Desde siempre se ha escuchado que la digestión de los alimentos se inicia en la boca, razón por la que es importante masticar bien. La correcta trituración de los alimentos no solo favorece la absorción de nutrientes en el tracto intestinal, sino que cuanto más masticamos, más lento comemos y, en consecuencia, más saciados nos sentimos, evitando atracones innecesarios. Pero si estos motivos no fuesen suficientes para motivarnos a masticar bien, un estudio dirigido por investigadores de la Universidad de Manchester (Reino Unido), afirma que una correcta masticación también nos puede proteger frente al desarrollo de infecciones en la cavidad oral.

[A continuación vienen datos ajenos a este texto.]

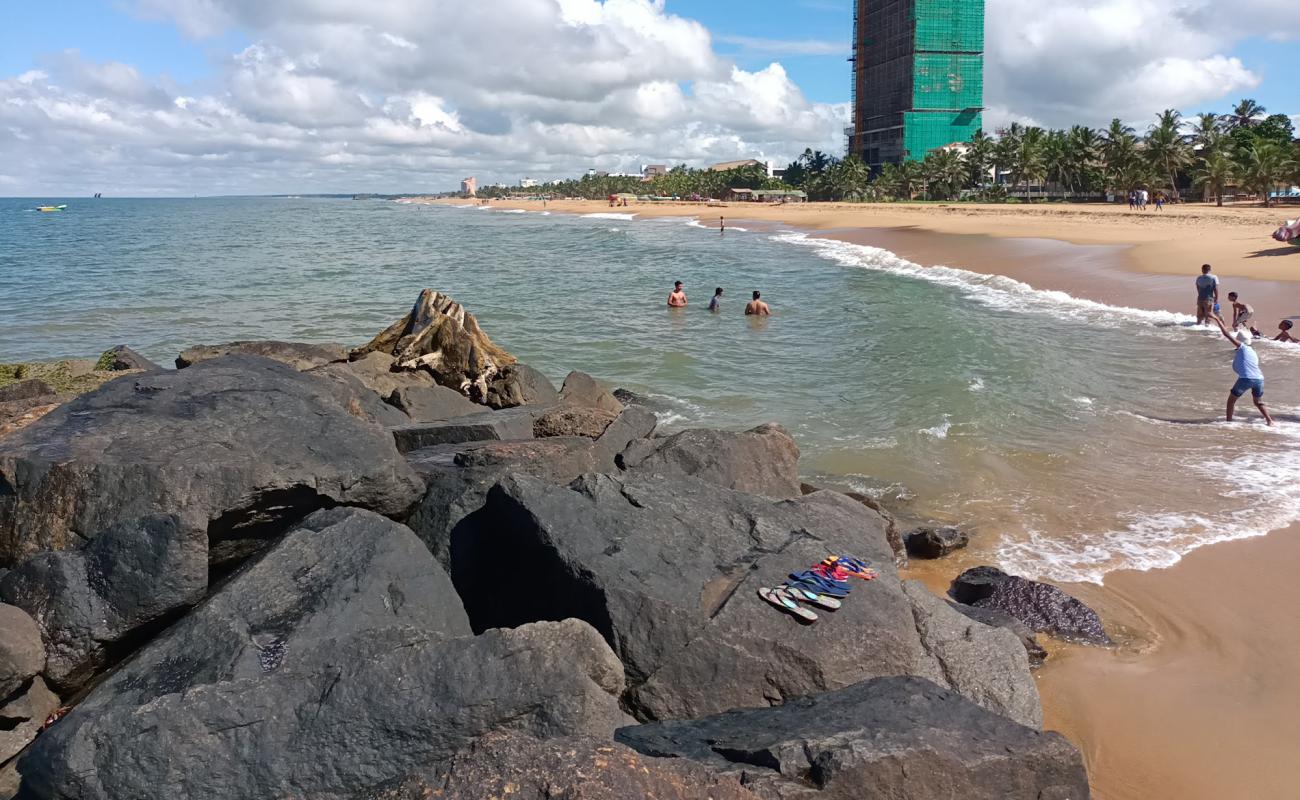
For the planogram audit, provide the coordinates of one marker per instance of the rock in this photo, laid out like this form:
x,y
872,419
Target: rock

Concretamente, el estudio, publicado en la revista Inmunity, describe cómo el proceso de masticación estimula la producción de linfocitos T colaboradores Th17, células del sistema inmune que juegan un papel fundamental en la lucha frente a las infecciones fúngicas y bacterianas que se presentan en la cavidad bucodental. El sistema inmunitario lleva a cabo un notable ejercicio de equilibrio en las zonas de barrera como la piel, la boca y el intestino, en las que combate los patógenos dañinos a la vez que tolera la presencia de las bacterias amistosas. El estudio muestra que, contrariamente a como sucede en otras zonas de barrera, la boca tiene una forma especial de estimular los linfocitos Th17: no a través de las bacterias, sino de la masticación. En consecuencia, la masticación puede inducir una respuesta inmune protectora en nuestras encías.
Para lleva a cabo el estudio, los autores utilizaron un modelo animal al que suministraron alimentos cada vez más duros, forzándoles así a un incremento progresivo de su necesidad de masticación. Y lo que vieron es que cuanto más duros eran estos alimentos, mayor era la estimulación de linfocitos Th17, constatando que la masticación es el factor crítico para la producción de estas células inmunitarias.
Así se ha demostrado que, además del tipo de alimento, lo cual influye en gran medida. Depende la dedicación que apliquemos a este en su trituración, nuestra boca reaccionara de una manera u otra.